Komnas HAM Minta Tim Hukum Bentukan Wiranto Dibubarkan
Choirul mengatakan tugas yang diberikan kepada anggota tim itu adalah tugas penyelidik.
Editor: Hasanudin Aco
TRIBUNNEWS.COM, JAKARTA - Komisi Nasional Hak Asasi Manusia (Komnas HAM) meminta Tim Asisten Hukum bentukan Kementerian Koordinator bidang Politik, Hukum, dan Keamanan dibubarkan.
Melalui tim yang akan dibentuk ini, pemerintah berusaha menyeret persoalan hukum ke ranah politik, kata Komisioner Komnas HAM, Choirul Anam.
Choirul mengatakan hal itu terlihat dari tugas tim yaitu memberikan rekomendasi kepada aparat penegak hukum untuk menindaklanjuti hasil kajian hukum terhadap tindakan yang dinilai melanggar hukum pasca Pemilu 2019.

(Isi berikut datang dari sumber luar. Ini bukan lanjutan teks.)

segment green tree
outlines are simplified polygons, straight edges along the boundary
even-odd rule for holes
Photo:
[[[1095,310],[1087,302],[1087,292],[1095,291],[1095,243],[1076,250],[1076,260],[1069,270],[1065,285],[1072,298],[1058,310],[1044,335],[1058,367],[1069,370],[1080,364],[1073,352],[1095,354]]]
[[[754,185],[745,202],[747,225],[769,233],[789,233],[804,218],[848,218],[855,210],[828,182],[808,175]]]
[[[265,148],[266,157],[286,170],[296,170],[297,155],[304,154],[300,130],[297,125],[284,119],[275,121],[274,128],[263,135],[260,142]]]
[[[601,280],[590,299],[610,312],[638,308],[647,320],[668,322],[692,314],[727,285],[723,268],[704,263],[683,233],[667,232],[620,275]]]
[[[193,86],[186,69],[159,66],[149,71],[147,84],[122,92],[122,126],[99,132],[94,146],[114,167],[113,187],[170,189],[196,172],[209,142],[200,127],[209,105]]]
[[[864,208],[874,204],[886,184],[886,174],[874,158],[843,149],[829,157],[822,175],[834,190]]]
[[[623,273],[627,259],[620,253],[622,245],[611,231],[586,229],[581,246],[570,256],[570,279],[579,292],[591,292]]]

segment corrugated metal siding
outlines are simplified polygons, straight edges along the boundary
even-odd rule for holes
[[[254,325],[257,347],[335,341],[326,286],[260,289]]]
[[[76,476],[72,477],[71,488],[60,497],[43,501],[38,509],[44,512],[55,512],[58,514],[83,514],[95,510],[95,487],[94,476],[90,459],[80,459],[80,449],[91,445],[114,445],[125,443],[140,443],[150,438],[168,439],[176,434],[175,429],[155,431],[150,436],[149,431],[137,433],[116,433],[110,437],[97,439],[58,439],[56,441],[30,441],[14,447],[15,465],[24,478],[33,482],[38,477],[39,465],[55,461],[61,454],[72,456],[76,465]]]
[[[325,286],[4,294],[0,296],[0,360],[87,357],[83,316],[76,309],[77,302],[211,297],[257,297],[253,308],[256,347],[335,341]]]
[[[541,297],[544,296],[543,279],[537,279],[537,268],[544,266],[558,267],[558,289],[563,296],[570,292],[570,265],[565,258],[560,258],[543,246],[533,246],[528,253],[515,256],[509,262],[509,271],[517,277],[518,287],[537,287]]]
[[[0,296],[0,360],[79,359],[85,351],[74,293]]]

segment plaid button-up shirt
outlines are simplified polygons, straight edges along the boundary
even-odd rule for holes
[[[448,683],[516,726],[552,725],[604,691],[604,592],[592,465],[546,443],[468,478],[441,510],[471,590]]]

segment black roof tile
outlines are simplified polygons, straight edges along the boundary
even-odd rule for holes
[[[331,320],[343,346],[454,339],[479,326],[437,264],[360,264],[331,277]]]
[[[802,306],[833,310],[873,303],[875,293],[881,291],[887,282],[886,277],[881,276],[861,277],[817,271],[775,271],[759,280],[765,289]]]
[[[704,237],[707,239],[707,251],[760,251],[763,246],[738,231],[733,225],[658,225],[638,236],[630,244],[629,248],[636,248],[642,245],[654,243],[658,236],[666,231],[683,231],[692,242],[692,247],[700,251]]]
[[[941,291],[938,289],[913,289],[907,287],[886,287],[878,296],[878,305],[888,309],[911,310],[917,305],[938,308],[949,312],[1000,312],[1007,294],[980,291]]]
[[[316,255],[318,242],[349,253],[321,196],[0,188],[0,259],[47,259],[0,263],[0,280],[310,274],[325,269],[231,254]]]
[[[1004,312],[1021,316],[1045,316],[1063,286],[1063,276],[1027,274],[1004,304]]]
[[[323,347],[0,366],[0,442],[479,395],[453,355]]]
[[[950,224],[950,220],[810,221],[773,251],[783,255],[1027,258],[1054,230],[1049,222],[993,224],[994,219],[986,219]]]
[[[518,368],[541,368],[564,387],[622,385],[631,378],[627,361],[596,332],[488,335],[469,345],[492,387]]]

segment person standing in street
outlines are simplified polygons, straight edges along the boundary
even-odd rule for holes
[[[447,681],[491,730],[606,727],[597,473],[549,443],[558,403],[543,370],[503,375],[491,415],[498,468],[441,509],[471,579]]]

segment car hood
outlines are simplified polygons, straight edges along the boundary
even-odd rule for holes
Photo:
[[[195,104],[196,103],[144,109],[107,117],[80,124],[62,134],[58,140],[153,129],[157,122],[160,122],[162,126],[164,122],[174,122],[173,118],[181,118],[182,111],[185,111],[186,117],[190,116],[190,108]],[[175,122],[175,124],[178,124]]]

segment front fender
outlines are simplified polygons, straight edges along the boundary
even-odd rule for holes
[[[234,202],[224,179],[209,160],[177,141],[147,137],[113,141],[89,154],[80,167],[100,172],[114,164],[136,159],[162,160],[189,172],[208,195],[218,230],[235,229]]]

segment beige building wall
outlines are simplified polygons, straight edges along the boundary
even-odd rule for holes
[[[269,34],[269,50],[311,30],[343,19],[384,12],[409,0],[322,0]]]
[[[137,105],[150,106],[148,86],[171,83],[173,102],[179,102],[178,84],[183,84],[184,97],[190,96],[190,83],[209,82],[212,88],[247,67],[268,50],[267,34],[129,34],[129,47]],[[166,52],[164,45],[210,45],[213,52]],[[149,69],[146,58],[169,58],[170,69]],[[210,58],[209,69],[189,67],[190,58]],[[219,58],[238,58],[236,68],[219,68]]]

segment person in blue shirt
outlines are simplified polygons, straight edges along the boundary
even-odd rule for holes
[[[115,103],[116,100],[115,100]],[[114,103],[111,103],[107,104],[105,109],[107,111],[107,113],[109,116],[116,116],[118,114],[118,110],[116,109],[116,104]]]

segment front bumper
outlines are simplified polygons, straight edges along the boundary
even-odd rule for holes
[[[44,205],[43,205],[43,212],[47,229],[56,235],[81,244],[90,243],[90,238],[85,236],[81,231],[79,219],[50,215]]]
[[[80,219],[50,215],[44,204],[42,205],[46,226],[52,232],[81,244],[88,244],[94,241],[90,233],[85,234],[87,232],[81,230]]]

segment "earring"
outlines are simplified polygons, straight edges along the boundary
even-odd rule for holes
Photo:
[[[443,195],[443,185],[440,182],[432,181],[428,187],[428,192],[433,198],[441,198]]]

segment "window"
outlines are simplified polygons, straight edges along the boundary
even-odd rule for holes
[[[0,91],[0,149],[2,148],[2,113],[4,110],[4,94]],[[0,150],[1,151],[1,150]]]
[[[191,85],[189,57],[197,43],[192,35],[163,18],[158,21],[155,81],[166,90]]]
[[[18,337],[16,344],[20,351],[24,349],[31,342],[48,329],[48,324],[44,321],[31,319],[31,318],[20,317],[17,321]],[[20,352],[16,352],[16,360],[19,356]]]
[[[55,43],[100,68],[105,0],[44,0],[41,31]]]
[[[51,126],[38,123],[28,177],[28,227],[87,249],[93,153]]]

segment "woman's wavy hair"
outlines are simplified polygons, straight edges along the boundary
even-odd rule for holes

Choirul mengatakan tugas yang diberikan kepada anggota tim itu adalah tugas penyelidik.
"Tugas itu karakternya intervensi terhadap penegakan hukum. Apalagi melihat struktur keanggotaannya. Artinya, setelah diputuskan lewat kajian dan dinyatakan orang itu melanggar pasti akan jalan kasusnya. Itu kan sarat kriminalisasi," ujar Choirul Anam kepada wartawan di kantor Komnas HAM, Jakarta (10/05).
"Menkopolhukam menarik persoalan hukum jadi persoalan politik yang mestinya dihindari. Karena itu cerminan dari karakter Orde Baru," sambungnya.
-
Baca: Wiranto Angkat Bicara Terkait Ancaman Menutup Media: Ini Demokratis
-
Baca: Mahfud MD dan Muladi Masuk Tim Hukum Bentukan Wiranto yang Akan Pantau Ucapan Tokoh
-
Baca: Berikut Daftar Anggota Tim Asistensi Hukum Polhukam Bentukan Wiranto
Pada Surat Keputusan yang diteken Menteri Koordinator bidang Politik, Hukum, dan Keamanan, Wiranto, pada 8 Mei 2019, tugas tim tersebut juga menyampaikan perkembangan pelaksanaan tugas tim kepada Menteri Koordinator bidang Politik, Hukum, dan Keamanan selaku Ketua Pengarah.
Setidaknya ada 24 anggota yang terdiri dari 13 orang berlatarbelakang pakar hukum dari pelbagai perguruan tinggi.
Anggotanya termasuk I Gede Panca Astawa dari Universitas Padjajaran, Farida Patittinggi yang menjabat Dekan Fakultas Hukum Universitas Hasanuddin, dan Bintar R. Saragih dari Universitas Indonesia. Selebihnya terdapat pejabat di empat kementerian, Kepolisian dan Kejaksaan Agung.
Tapi menurut Komnas HAM, kehadiran tim tersebut akan memangkas dan menakut-nakuti seseorang dalam menyampaikan pendapat maupun pikirannya. Padahal, hal itu telah dijamin oleh Undang-Undang Dasar dan Undang-Undang tentang Hak Asasi Manusia.
"Kita ketahui karakter demokrasi bersifat noise atau riuh. Itu karena demokrasi memang memberi ruang kepada setiap orang mengeluarkan pikiran dan pendapat dan kerap berbeda-beda," ujar Komisioner Komnas HAM, Munafrizal Manan.
"Tidak seharusnya ada suatu kebijakan yang bernuansa menebar ancaman dan menciptakan atmosfer ketakutan bagi warga negara," sambungnya.
Lebih jauh Choirul Anam mengatakan, keterlibatan belasan pakar hukum dalam Tim Asistensi Hukum, tidak menjamin adanya objektivitas dalam menilai suatu kasus, sekalipun mereka dianggap berintegritas tinggi. Sebab bagaimanapun, para ahli itu bekerja di bawah kewenangan pemerintah.